I'm a huge fan of Frank Herbert's, obviously, having apparently memorized Dune in my spare time quite by accident. I've also consumed Soul Catcher (my first exposure to Frank Herbert), the Destination: Void series (including The Jesus Incident and The Lazarus Effect), the Whipping Star series (including The Dosadi Experiment, one of my favourites).
Mr. Herbert has a distinctive and recognizable and, judging from the poor efforts by his heirs in recent years, unreplicable style. (I gave up on reading the House Atriedes, House Harkonnen books because they were Robert-Jordan-esque crap!)
This book is one of his earlier works, I think, based on the lucidity of style and construction of ideas. There are no cut-quotes to begin chapters, his presentation of mystery is based on evasion rather than incomplete construction.
Yeah, I know. "What?" Well... imagine reading a mystery.
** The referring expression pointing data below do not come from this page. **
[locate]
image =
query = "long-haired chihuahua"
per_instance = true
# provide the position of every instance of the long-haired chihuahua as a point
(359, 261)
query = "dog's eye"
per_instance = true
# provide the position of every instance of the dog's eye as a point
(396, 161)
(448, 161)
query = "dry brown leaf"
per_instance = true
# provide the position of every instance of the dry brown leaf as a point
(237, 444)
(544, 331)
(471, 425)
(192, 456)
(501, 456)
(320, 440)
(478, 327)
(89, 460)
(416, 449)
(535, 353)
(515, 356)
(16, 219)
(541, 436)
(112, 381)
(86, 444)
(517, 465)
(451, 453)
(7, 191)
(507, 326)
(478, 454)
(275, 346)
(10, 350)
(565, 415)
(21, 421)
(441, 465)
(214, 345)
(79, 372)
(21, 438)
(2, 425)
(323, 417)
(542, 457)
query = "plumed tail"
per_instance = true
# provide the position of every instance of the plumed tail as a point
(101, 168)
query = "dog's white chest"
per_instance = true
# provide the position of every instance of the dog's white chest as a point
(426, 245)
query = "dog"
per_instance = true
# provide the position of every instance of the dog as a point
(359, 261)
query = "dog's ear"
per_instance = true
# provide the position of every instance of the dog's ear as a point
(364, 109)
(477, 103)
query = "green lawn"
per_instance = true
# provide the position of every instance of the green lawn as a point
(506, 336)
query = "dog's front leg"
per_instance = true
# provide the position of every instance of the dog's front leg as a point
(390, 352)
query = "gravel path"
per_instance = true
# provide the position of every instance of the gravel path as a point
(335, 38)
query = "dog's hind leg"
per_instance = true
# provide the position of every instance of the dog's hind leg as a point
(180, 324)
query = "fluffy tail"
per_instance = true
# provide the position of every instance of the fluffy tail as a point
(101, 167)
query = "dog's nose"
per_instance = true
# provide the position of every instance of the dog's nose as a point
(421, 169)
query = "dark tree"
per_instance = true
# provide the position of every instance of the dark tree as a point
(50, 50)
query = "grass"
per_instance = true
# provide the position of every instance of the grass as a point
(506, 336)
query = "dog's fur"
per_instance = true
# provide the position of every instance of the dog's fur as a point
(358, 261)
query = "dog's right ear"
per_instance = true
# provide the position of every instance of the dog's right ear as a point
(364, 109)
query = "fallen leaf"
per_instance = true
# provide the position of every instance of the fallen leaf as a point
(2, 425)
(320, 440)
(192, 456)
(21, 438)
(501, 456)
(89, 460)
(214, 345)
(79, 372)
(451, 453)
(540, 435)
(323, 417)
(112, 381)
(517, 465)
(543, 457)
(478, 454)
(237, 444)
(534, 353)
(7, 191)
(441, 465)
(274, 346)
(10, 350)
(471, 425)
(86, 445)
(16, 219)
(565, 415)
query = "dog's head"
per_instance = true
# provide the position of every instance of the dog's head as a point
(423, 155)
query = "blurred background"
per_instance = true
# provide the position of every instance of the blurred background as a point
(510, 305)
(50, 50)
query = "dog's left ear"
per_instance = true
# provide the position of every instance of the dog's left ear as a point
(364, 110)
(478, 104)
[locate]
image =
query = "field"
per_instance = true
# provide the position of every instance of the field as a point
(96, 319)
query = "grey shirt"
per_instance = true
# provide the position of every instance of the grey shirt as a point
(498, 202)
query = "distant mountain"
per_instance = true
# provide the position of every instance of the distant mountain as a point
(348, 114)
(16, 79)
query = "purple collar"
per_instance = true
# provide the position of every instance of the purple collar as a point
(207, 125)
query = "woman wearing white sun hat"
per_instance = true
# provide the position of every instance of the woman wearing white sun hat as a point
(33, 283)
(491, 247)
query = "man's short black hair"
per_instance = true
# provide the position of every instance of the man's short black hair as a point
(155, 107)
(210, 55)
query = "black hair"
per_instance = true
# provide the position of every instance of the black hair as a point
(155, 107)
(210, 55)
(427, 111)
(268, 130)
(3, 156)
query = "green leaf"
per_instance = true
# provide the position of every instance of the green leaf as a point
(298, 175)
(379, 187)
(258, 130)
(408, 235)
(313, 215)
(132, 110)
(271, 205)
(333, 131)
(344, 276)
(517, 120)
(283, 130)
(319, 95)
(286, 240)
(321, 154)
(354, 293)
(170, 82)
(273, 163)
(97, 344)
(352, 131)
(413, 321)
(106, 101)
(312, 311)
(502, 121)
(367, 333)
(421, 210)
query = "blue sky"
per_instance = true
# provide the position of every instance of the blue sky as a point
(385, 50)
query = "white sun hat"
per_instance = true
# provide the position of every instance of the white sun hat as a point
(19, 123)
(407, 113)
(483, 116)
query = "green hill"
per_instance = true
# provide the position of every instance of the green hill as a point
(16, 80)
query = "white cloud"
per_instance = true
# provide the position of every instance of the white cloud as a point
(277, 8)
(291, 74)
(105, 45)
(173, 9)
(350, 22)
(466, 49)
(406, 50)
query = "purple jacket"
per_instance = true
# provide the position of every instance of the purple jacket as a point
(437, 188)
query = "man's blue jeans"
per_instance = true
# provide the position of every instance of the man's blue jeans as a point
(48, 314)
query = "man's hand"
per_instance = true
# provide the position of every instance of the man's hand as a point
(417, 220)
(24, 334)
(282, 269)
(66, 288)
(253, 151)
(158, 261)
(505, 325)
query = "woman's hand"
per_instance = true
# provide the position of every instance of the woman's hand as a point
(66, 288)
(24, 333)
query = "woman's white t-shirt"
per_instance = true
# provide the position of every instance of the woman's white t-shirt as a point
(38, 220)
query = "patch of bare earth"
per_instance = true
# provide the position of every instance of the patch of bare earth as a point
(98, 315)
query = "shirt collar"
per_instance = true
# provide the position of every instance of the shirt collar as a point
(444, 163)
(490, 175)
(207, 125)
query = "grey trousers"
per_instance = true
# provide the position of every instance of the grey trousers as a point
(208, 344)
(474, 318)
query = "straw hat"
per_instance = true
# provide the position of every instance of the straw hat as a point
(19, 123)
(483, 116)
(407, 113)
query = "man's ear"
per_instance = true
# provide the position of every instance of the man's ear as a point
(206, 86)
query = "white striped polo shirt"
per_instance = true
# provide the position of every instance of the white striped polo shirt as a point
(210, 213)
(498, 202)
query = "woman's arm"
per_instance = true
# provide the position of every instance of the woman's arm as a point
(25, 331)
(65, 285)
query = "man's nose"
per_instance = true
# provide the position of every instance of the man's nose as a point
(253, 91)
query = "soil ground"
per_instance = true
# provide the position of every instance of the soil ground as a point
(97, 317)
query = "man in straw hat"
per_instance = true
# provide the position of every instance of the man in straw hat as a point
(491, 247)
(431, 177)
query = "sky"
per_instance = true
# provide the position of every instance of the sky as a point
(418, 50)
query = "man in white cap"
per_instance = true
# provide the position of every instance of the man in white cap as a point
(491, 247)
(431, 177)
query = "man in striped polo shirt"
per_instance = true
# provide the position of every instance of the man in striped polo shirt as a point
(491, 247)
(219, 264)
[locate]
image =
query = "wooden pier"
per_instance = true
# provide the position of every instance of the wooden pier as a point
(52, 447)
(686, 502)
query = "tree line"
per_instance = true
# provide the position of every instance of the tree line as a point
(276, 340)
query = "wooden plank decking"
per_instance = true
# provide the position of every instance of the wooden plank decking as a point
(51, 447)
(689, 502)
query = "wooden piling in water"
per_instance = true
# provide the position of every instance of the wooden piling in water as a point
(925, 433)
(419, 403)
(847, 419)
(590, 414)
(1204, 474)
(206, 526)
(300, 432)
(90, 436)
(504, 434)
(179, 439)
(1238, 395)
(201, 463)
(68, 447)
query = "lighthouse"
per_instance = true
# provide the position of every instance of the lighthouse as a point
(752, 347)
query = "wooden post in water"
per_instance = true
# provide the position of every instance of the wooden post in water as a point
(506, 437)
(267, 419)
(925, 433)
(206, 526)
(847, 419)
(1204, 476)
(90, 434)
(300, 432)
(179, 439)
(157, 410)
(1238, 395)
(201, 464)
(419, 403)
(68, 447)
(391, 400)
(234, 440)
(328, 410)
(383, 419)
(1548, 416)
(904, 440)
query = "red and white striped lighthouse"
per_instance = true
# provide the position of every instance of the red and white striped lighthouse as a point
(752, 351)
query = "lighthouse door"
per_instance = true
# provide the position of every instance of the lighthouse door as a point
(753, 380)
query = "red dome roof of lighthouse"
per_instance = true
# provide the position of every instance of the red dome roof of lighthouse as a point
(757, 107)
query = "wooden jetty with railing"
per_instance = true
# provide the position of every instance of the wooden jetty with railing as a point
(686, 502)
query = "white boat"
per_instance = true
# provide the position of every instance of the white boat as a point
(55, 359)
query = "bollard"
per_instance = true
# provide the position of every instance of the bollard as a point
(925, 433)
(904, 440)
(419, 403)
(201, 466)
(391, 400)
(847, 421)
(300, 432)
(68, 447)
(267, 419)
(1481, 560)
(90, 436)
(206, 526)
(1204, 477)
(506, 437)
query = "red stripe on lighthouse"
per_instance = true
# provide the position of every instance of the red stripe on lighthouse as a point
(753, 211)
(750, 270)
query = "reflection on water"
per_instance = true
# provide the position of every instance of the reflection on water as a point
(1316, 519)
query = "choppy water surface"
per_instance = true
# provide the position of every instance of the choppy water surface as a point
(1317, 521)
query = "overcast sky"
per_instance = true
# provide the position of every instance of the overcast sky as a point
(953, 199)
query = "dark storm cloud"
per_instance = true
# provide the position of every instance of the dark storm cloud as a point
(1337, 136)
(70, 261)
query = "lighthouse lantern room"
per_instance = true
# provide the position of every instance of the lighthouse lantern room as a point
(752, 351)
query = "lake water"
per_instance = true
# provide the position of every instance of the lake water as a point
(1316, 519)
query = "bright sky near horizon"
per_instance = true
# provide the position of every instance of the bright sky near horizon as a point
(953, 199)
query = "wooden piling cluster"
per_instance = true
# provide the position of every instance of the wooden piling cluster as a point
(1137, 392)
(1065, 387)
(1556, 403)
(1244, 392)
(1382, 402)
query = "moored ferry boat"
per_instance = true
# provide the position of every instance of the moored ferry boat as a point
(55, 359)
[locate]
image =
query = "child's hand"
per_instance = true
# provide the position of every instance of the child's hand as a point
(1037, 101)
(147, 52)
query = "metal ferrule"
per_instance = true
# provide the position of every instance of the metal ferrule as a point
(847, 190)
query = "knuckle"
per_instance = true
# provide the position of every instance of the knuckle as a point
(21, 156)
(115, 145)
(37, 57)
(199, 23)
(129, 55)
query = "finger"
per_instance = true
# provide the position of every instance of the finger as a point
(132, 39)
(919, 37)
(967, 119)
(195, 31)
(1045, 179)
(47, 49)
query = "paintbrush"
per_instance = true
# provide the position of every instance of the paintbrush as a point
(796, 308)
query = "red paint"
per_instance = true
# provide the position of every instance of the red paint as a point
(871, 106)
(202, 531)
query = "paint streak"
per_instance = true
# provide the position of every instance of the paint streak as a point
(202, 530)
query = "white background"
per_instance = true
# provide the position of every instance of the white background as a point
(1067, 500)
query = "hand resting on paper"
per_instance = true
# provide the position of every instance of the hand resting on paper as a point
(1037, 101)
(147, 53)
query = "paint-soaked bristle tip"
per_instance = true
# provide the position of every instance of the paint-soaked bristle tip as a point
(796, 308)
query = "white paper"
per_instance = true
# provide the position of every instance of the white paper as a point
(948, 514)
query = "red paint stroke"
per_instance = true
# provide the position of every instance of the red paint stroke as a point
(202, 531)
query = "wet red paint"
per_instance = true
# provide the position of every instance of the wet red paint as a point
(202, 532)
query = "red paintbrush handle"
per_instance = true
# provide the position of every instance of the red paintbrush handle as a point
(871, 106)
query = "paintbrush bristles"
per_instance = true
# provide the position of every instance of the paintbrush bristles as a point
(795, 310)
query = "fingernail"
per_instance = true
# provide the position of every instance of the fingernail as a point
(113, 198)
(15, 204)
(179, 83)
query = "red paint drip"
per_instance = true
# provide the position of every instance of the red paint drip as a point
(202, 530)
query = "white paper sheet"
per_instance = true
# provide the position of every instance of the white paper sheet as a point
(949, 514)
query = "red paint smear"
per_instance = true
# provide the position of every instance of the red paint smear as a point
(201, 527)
Incomplete construction is based on missing information. "What was the murder weapon? When was the murder committed? Who did it? Why?" As you go through the mystery, you might find the murder weapon: a gun, from which two shots were fired. This might help point out the other answers, but it's still construction.
Evasion is something different: "They found the murder weapon," assuming that the reader knows it was a gun. It leaves the reader feeling incomplete.
That's what this book is like: an early hint of what Herbert's works would be, but lacking in the finer points that make his work such a pleasure to read.
Three stars. That's possibly generous, but the book has kept my interest, so it's not THAT bad.